Today the species on top of the earthly life pyramid reproduces out of control. With no predators. With no self-regulation in response to ecological niche. With no stop reproducing instruction. Today it is not only acceptable to decouple pleasure from reproduction, it is essential for our survival. The onanistic imperative to not waste seed doesn’t work anymore. It needs to be turned off.
Documentation is Capitalism
At some point, nanobots need to stop reproducing. At some point, humans need to stop reproducing. What about Art? Do we have too much art? Do we need all the pieces tucked away in every artist’s studio? In every art gallery storage space? In every art museum vault? Do we need it all? Or should we let it go? Should we be Art Onanists?
At her Situation Room last year, Micol Hebron told me that she has documented none of the myriad performances and installations she has facilitated there. When I expressed surprise, she offered,
Documentation is Capitalism
This was a new thought for me! And I’m still grappling with it. As someone who loves documentation, I’ve never fully made my peace with Snapchat. I’ve never used the term, but perhaps a part of me thinks that Snapchatters are New Media Onanists.

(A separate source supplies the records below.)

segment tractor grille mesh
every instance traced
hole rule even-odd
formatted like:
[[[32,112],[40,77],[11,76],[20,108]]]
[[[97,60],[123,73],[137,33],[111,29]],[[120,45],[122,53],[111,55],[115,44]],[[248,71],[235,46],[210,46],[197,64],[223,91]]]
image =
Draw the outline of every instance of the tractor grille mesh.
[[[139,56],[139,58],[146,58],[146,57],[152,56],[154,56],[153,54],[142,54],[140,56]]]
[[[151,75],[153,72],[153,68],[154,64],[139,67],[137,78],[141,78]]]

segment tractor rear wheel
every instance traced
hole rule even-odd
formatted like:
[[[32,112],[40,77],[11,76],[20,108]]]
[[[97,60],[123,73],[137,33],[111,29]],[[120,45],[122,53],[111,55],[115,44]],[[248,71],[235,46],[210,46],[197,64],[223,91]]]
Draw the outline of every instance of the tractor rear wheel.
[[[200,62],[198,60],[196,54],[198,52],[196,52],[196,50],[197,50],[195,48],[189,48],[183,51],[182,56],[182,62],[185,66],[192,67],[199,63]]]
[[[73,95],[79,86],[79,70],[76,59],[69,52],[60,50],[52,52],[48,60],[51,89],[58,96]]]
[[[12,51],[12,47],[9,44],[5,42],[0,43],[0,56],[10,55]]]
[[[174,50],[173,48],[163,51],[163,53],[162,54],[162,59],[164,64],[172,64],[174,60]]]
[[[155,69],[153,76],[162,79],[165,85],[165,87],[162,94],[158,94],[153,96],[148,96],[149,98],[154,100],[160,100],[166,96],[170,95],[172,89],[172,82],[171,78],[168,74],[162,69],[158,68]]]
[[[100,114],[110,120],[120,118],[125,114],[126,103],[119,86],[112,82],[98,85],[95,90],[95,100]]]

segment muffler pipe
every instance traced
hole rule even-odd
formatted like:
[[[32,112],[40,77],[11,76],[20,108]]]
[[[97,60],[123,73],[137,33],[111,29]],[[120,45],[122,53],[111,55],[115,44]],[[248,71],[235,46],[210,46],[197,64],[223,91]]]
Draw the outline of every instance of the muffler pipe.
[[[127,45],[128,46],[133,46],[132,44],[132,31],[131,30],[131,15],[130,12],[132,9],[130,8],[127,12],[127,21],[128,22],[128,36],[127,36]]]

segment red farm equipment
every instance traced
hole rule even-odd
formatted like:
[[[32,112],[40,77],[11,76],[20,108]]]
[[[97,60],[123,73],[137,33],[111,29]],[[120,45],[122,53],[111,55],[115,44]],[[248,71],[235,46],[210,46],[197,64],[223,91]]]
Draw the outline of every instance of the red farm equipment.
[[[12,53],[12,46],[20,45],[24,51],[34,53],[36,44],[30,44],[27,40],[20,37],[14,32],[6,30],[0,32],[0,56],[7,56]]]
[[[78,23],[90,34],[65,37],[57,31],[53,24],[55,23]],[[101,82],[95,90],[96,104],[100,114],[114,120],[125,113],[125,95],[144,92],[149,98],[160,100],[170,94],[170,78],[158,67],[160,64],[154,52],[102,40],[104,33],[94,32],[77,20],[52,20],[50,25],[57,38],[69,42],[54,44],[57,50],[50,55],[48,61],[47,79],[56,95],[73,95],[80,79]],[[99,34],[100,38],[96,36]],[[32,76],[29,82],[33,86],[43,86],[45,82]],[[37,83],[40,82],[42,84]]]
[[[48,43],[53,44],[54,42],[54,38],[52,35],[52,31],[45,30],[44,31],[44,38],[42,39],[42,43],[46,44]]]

Using Snapchat doesn’t decree that nothing be preserved. It only decrees that not everything need be preserved. In the many meanings of Onanism in Brush’s work, is one a call to make ephemeral work that can’t be made object? Pleasure and experience without reproduction? Ephemeral work that can’t be bought or sold? Is documenting the work as I’m doing right now subverting this intent? If so, can I take solace in only occupying a few bits on a web server and not killing any trees or taking up physical storage space?
Making objects, and documenting work, does play into the money and power of the art market. Ephemeral practices like Hebron’s Situation Room subvert this commodity-capitalism impulse in art. Brush’s Onanist is a work that can be documented, but like so much Performance Art, or Land Art, it cannot be truly experienced through documentation. Documentation is essential to the history of Performance Art, of Land Art, of Site-Specific Installation. Most of the work that comprises the corpus of these investigations is known more through documentation than through direct experience. Yet, as was clear at Brush’s performance, while documentation is essential to advance the discussion, it is not experiencing the work. It is not having the experience that the Onanist had in her moment.